If he sent an email with just a text message, everything would be OK but if he attached an INVOICE PDF file his messages would not be delivered. I was able to send JPG, WORD files without issues.
I did a message trace on these messages to realise that they were being quarantined due to malware.
There was nothing wrong with his pdf file except for the URL of his website IE www.domain.com in the page header of his invoice.
He was creating the invoices with excel than exporting his invoice to PDF.
When I removed the URL of his website from the excel invoice template, the emails would deliver.
Therefore I temporarily modified his website URL of the invoice header to domain.com which allowed the email to be sent.
The URL detonation technology shouldn't assume that all links are bad. There should be some checking to verify if the links are malicious or not.
This could also cause inbound emails to be quarantined if they have links in them.
He only has a business standard subscriptions and he is not going to purchase a windows defender premium subscription because he is a small businessman.
I was able to create an exclusion under safelinks for his website URL but only for 30 days.
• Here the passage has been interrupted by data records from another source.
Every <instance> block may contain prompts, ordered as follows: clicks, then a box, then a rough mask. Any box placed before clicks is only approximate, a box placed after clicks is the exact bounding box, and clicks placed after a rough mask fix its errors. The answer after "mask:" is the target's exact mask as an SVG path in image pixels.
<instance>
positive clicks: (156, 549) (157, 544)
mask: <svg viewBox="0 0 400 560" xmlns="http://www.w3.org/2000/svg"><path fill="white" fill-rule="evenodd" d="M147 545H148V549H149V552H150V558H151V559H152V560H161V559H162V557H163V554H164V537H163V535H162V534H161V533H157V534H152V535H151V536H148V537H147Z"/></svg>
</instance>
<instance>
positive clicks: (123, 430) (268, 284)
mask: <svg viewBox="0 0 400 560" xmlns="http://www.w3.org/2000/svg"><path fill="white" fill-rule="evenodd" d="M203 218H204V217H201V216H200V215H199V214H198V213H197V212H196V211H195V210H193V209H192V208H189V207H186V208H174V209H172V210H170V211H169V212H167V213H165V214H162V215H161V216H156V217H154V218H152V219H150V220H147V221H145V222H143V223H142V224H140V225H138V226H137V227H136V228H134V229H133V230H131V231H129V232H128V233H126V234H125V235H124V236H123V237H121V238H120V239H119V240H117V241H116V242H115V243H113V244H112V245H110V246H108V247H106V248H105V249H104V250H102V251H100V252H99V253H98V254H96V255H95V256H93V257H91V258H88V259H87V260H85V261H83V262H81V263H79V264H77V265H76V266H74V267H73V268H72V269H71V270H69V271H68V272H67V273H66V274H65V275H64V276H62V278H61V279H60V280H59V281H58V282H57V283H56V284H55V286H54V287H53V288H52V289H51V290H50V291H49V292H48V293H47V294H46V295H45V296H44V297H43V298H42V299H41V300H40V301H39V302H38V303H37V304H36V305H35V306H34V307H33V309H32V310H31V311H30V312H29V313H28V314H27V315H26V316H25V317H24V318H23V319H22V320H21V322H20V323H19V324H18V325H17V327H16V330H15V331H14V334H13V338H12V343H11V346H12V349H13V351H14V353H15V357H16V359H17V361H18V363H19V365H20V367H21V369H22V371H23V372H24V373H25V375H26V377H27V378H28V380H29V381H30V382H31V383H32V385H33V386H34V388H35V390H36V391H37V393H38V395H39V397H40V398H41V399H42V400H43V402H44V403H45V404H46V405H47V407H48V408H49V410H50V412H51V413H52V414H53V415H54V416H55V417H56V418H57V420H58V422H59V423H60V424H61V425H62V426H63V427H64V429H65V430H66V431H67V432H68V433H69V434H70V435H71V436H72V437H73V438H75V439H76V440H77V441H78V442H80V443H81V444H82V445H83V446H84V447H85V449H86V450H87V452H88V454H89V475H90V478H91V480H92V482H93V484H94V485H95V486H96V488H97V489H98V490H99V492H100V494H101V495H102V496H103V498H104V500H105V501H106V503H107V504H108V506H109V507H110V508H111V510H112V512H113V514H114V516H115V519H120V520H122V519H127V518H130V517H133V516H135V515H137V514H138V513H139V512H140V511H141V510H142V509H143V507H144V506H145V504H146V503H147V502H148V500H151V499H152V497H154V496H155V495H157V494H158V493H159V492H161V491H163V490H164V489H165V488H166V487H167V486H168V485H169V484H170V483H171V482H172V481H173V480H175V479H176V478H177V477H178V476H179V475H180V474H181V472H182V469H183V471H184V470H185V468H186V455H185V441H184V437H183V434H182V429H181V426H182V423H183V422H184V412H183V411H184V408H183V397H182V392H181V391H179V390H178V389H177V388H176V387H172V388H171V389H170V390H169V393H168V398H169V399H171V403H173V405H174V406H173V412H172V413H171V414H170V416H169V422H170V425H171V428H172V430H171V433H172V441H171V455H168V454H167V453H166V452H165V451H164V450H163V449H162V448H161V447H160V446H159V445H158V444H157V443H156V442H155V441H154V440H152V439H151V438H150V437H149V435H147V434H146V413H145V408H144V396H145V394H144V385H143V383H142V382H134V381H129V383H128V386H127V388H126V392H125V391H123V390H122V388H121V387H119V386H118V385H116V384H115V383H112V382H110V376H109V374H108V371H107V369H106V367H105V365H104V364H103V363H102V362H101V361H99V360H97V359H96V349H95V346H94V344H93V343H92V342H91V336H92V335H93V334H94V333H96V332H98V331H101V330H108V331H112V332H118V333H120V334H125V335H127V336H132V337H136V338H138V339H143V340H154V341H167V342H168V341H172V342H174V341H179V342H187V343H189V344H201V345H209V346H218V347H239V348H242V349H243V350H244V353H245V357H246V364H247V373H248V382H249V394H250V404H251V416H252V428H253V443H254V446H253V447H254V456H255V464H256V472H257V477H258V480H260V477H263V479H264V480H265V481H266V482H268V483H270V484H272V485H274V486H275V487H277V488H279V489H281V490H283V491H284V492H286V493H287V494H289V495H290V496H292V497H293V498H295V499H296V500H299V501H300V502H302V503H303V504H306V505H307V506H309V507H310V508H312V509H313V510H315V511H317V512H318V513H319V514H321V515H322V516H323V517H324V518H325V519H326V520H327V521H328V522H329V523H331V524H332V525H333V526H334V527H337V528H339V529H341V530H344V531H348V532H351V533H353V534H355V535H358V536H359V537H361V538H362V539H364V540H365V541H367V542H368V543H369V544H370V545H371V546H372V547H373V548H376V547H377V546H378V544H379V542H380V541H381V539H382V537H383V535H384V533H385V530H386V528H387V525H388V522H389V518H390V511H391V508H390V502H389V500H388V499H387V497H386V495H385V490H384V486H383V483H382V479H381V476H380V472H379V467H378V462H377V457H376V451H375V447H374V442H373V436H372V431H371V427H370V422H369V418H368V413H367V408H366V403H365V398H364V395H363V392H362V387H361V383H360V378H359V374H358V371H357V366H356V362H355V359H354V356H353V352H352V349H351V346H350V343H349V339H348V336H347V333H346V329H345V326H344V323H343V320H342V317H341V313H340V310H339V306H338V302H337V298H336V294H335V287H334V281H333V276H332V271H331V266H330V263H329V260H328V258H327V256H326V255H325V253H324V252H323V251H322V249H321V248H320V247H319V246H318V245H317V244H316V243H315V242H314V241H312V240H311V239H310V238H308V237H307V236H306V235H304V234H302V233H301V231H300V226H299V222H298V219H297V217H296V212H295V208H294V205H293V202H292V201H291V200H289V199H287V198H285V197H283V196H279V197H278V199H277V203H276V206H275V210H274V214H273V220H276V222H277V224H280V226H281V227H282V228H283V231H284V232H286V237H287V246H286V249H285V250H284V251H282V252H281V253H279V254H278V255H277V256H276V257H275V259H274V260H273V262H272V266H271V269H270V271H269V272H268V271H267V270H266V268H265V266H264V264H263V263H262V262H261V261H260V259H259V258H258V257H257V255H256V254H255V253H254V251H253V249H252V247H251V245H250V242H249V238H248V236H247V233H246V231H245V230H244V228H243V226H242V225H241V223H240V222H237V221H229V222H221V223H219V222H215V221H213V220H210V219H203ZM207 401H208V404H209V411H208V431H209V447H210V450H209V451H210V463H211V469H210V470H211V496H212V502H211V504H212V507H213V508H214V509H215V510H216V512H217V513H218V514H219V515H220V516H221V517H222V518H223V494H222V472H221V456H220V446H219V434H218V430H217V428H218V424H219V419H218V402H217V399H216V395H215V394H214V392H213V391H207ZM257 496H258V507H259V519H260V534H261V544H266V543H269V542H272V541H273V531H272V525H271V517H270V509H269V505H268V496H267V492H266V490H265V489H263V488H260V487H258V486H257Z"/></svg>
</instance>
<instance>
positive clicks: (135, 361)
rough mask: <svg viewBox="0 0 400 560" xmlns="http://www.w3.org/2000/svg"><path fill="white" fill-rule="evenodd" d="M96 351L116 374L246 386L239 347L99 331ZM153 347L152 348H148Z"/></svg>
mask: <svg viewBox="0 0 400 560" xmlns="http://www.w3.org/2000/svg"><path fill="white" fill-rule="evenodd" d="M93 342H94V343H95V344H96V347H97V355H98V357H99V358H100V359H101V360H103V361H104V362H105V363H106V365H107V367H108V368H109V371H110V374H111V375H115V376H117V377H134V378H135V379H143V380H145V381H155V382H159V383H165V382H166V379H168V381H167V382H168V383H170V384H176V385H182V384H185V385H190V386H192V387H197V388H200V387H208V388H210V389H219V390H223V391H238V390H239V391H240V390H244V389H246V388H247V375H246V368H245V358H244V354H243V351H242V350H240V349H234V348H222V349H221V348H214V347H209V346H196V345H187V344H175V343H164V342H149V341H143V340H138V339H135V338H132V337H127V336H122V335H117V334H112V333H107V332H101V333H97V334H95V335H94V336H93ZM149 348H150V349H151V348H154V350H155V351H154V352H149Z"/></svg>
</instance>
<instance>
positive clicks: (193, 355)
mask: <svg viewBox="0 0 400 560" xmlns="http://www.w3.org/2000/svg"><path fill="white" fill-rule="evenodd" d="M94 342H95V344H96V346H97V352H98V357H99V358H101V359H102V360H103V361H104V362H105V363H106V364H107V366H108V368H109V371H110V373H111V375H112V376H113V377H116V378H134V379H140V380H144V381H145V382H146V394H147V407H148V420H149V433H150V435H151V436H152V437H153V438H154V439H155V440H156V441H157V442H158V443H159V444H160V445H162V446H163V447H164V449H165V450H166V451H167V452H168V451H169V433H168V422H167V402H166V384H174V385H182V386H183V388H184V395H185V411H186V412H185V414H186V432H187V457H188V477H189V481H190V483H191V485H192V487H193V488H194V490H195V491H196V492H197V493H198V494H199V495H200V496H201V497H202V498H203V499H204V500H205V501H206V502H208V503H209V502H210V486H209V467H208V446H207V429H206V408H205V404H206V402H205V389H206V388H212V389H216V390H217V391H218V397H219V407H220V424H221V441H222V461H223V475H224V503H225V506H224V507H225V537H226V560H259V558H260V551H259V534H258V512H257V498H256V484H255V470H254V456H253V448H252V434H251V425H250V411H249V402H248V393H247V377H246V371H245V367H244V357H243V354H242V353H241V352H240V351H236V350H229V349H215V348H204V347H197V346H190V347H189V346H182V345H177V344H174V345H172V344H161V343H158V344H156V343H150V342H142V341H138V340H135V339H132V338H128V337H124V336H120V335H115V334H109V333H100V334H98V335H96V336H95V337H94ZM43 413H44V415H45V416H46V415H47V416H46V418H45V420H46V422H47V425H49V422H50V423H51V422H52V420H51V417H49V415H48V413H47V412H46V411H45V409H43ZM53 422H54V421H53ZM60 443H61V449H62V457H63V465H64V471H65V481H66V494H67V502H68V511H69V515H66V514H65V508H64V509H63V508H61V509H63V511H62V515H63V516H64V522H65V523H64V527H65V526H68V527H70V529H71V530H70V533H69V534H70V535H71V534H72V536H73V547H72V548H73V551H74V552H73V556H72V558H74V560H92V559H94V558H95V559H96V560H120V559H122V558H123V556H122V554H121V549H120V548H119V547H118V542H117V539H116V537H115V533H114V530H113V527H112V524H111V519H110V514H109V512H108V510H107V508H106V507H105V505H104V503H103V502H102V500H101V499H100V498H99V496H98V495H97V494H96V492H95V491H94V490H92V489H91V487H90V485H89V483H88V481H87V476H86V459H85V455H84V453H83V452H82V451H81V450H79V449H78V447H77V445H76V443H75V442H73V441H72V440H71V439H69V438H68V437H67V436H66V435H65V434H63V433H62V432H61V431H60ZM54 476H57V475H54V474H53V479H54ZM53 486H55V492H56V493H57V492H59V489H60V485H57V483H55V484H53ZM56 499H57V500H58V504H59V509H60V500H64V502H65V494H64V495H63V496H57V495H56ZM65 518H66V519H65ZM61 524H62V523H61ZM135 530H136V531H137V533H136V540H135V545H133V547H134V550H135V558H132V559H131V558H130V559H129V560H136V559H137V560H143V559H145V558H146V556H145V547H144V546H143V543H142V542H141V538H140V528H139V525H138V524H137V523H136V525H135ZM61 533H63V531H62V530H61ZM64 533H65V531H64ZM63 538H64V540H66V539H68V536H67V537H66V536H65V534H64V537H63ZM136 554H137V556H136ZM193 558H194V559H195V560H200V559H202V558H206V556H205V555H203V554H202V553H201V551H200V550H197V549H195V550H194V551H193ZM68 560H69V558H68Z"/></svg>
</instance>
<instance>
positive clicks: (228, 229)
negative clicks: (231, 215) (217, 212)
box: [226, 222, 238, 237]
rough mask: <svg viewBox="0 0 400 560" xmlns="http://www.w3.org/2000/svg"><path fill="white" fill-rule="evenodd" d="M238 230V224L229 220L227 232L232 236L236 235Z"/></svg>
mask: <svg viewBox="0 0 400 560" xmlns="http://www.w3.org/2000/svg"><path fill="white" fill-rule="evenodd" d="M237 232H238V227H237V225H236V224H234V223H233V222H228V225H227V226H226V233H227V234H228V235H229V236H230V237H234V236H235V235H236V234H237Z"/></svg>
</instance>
This is really disappointing.
Best regards
Alfred
- Ana_B2110Copper ContributorHi Alfred,
We've had issues with PDFs too and I'm going to test the same as you did. Thanks! This could be really usefull. On the long run though, we did the same and added our domain on the allow list for safe links, but so far that has only allowed the emails to leave our tenant. Customers and clients who work with Microsoft quarantine the messages on their end now so we still don't have any functioning email communication available to us. People have even tried to send invoices and reports as PDFs from their private emails, but if they contain our domain, the other organizations don't receive the messages. There must be away to get a domain off that list, right? - JeremyTBradshawSteel Contributor
AlfredB what you described - seeing it often. The M365 apps to PDF seems to be a regular trait of the situations. Makes me think they give too much weight to URLs particularly when in attached PDFs. But I agree. This is a lot of reaching with these intense verdicts.
That said, this points out how relevant the Quarantine policy permission "Request to release" is. I personally feel all threat types should be quarantined not rejected, and for the worst threats, Request to Release permission. This way admins don't have to be on the hook for missing false positives that go away permanently. Users would be responsible to review their own Quarantine.
Problem is, there's a ton of high confidence Phish so it can lead to Quarantine fatigue for users.
Email is a little annoying in this area.